You are viewing a plain text version of this content. The canonical link for it is here.
Posted to user@nutch.apache.org by Doğacan Güney <do...@gmail.com> on 2008/10/01 09:49:31 UTC

Re: Ignoring a url in the crawl

On Mon, Sep 29, 2008 at 9:17 PM, sangeet <sr...@gmail.com> wrote:
>
> I'm having a hard time trying to avoid crawling a particular url.
> In regex-urlfilter.txt I added the following to ignore it.
> -^http://([a-z0-9]*\.)*bhejacry.com/forums/
>
> This url is not in the list in my urls directory. I also have
> 'db.ignore.external.links' set to 'true'.
>
> However, I still see the following during the crawl
>
> fetching
> http://www.bhejacry.com/forums/memberlist.php?mode=viewprofile&u=2774
> fetching http://www.bhejacry.com/forums/memberlist.php?mode=viewprofile&u=96
>
> How do I ignore these urls?

Try running
bin/nutch plugin urlfilter-regex org.apache.nutch.urlfilter.regex.RegexURLFilter

Then simply type your url.
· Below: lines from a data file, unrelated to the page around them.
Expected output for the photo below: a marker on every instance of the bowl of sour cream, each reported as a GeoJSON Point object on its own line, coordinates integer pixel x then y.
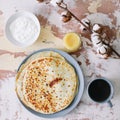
{"type": "Point", "coordinates": [22, 29]}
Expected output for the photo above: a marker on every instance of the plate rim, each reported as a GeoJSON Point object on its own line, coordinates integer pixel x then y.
{"type": "Point", "coordinates": [78, 96]}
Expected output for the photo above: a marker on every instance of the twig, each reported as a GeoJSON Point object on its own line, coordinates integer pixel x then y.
{"type": "Point", "coordinates": [64, 6]}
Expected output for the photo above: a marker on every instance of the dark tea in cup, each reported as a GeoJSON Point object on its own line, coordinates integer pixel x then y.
{"type": "Point", "coordinates": [100, 90]}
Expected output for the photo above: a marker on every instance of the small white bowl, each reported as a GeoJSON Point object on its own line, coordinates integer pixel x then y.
{"type": "Point", "coordinates": [13, 18]}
If a url is filtered, it will be output
back with a "-" at the beginning.

(You will need the patch from NUTCH-654 . Or wait a couple of hours
and I will commit it)

> --
> View this message in context: http://www.nabble.com/Ignoring-a-url-in-the-crawl-tp19729031p19729031.html
> Sent from the Nutch - User mailing list archive at Nabble.com.
>
>



-- 
Doğacan Güney